Comino’s iconic hotel is getting a radical facelift, with the project’s architects aiming to showcase sustainable design and architecture that respects the natural environment, all while generating a zero-carbon footprint.
Taking inspiration from the striking yellow stone of the island, the new hotel, which will have 70 rooms, would nestle into the topography of Comino, with trees that reflect the biodiversity of the surrounding environment. The pool area is built to reflect salt pans found across Malta and Gozo.
Bungalows, which rest along Santa Marija Bay, will change into roughly 20 low-lying three-bedroom villas resembling white blocks, taking inspiration from sites across the Mediterranean. A restaurant will also be built.
The rooms and residences will be mixed between short and long leases. No units will be sold. It will take two years to complete with Hili Ventures dishing out a €110 million to €120 million investment.
Unveiling the plans to the press, Hili Ventures’ architects, Belvedere Architecture, made it clear they were looking at the project as a natural continuation in the island and were keen to transform the architectural debate in Malta.
The project aims to ensure sustainability, with respect for nature a core design principle. All construction will be prefabricated, with the restoration of terrain and biodiversity also on the agenda. An on-site sewage plant will be constructed, with an area behind the chapel targeted.
They hope that throughout construction and operation, the hotel will keep a zero-carbon footprint.
The actual floor plan, they say, will be far less than what is already being occupied.

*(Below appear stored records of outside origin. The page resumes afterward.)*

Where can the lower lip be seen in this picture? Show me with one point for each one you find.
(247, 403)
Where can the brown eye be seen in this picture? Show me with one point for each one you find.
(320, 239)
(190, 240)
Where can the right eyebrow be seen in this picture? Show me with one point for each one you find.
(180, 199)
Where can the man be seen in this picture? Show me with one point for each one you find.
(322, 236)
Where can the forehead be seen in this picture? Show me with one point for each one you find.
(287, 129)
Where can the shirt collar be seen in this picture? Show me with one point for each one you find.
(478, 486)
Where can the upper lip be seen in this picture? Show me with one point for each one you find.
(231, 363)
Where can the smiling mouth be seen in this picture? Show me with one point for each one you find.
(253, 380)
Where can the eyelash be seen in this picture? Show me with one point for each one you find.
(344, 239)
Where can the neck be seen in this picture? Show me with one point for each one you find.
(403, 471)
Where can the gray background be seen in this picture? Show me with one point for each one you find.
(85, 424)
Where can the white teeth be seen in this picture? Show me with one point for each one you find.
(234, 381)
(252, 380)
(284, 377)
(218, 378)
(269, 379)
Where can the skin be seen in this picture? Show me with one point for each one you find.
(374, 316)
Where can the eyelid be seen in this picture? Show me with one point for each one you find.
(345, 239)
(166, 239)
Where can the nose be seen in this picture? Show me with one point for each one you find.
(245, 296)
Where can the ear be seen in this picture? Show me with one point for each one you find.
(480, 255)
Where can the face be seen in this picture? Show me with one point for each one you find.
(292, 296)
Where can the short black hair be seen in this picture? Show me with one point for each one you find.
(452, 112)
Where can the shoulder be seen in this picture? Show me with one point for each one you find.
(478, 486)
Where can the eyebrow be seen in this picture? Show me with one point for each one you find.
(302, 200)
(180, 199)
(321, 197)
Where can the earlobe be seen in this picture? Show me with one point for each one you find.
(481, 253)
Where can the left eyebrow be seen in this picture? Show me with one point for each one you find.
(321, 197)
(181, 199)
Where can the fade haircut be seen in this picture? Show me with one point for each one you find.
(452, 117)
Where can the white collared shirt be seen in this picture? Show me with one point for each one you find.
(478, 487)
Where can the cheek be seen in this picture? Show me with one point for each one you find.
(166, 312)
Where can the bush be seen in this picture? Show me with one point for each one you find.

At the site of the hotel, more than 3,000 square metres of terrain will be restored, with reservoirs and other crucial services for the hotel going underground.

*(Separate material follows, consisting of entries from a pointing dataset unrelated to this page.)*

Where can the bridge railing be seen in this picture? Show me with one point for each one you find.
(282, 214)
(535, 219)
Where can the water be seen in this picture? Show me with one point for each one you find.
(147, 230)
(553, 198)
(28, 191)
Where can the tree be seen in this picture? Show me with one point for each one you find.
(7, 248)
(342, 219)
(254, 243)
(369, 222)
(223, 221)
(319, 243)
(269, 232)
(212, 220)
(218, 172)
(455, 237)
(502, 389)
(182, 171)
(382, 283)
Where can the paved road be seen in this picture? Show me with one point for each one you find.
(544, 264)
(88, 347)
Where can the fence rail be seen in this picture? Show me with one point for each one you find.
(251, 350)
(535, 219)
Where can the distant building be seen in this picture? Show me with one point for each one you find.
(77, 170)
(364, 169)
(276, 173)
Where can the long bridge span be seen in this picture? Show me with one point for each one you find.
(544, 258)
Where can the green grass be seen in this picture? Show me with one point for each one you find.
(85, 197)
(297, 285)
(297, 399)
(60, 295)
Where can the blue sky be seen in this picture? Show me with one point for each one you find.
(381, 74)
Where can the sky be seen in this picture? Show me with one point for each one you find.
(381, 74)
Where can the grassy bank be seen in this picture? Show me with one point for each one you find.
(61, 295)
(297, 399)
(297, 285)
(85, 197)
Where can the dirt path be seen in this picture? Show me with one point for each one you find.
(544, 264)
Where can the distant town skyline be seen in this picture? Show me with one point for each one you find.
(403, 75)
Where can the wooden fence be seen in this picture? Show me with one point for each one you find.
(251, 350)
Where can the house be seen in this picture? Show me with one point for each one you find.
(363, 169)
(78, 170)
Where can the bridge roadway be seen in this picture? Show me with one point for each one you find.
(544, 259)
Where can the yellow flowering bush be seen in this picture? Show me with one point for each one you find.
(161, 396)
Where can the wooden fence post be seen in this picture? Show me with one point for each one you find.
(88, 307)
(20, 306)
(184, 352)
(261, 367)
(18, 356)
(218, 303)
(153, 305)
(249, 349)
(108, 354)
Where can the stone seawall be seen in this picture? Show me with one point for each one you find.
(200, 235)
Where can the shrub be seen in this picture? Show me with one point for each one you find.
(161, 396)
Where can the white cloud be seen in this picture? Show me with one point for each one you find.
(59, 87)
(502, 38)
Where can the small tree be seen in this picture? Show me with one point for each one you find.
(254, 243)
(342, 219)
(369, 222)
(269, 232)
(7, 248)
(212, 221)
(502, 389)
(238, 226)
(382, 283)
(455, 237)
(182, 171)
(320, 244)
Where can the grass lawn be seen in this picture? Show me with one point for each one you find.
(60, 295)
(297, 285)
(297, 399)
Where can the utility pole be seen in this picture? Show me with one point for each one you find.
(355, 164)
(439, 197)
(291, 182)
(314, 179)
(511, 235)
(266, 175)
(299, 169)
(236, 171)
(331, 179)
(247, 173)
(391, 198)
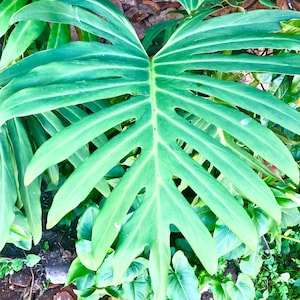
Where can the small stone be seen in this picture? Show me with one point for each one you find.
(20, 278)
(57, 273)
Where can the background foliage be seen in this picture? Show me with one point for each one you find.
(175, 144)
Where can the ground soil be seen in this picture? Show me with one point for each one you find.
(31, 283)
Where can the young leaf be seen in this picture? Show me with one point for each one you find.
(19, 40)
(182, 282)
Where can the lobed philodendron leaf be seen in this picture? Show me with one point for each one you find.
(157, 90)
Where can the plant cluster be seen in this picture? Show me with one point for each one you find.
(176, 164)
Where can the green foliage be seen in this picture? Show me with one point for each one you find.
(163, 138)
(279, 275)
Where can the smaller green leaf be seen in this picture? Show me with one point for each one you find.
(29, 195)
(251, 265)
(60, 34)
(225, 240)
(136, 268)
(290, 217)
(261, 221)
(243, 289)
(138, 290)
(7, 9)
(86, 222)
(291, 26)
(20, 39)
(267, 3)
(84, 252)
(104, 275)
(182, 282)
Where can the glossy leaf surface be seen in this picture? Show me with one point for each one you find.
(158, 91)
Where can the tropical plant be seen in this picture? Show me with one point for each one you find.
(161, 123)
(21, 217)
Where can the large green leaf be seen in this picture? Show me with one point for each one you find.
(19, 40)
(158, 90)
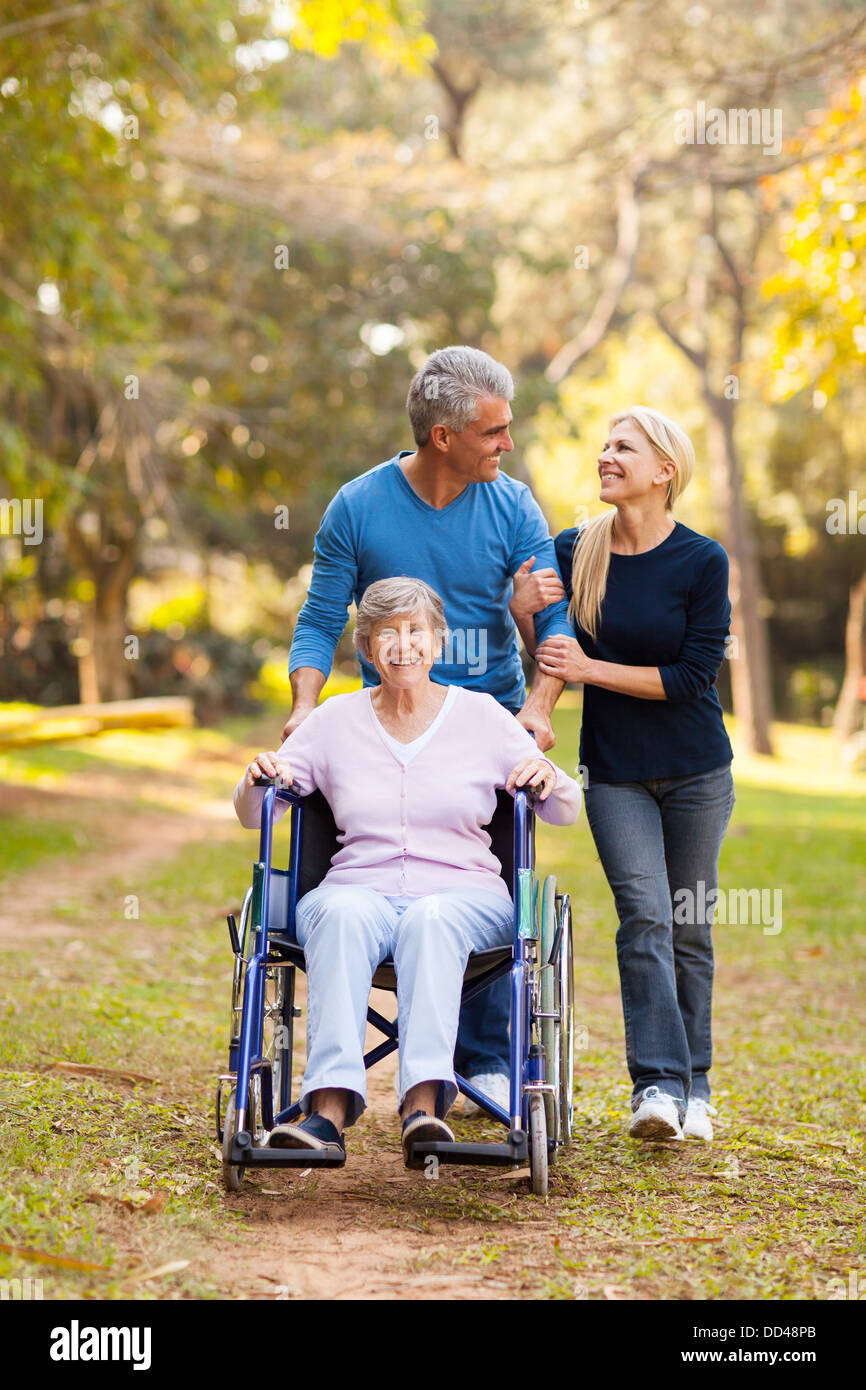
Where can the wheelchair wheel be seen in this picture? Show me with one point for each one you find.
(538, 1146)
(551, 1027)
(232, 1173)
(565, 1005)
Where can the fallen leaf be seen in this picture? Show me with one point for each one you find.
(156, 1203)
(42, 1257)
(109, 1200)
(139, 1276)
(85, 1069)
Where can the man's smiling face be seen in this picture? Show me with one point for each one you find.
(474, 453)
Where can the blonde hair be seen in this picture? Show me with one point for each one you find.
(591, 560)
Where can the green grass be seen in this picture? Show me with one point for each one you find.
(27, 843)
(773, 1209)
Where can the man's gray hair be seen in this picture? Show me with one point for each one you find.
(448, 388)
(385, 598)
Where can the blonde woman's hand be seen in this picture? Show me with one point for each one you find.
(563, 658)
(533, 772)
(268, 765)
(534, 592)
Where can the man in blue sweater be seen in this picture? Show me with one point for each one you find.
(444, 513)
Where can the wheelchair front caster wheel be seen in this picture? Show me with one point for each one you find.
(232, 1173)
(538, 1146)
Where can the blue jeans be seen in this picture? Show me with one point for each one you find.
(659, 847)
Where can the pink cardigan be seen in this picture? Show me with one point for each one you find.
(412, 830)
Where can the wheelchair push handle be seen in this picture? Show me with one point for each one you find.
(273, 781)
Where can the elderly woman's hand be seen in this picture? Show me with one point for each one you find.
(268, 765)
(533, 772)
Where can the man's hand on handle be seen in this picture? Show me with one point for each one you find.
(296, 717)
(307, 683)
(540, 724)
(268, 765)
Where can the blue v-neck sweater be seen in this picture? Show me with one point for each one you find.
(377, 527)
(666, 608)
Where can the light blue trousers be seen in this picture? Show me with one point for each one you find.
(346, 933)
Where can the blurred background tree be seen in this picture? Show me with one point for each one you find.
(232, 232)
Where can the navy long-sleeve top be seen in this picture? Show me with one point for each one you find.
(666, 608)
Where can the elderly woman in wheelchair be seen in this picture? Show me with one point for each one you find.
(410, 769)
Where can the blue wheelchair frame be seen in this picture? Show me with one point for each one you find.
(527, 1059)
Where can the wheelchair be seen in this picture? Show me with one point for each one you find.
(255, 1093)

The architects have proposed other projects around the island, which would help showcase the island in its entirety.
While they made it clear these suggestions are simply contributions and not part of their permit, the architects proposed cleaning up paths across Comino. This will include developing signage, creating seating spots, and restoring buildings on the island.
Blue Lagoon should also be changed, they say, with a greater focus on preservation and management of the area, providing a clear distinction between what architects described as “the sacred” and “the profane”.
A floating pontoon, they propose, should be constructed to move away kiosks and other commercial activities away from the island. The pontoon will be removed at the end of every season.
The pig farm, lying on the south of the island, should be converted into a solar farm and botanical gardens. While noting the limitations of introducing a solar farm on the island, the architects said it would allow Comino to be entirely self-sufficient.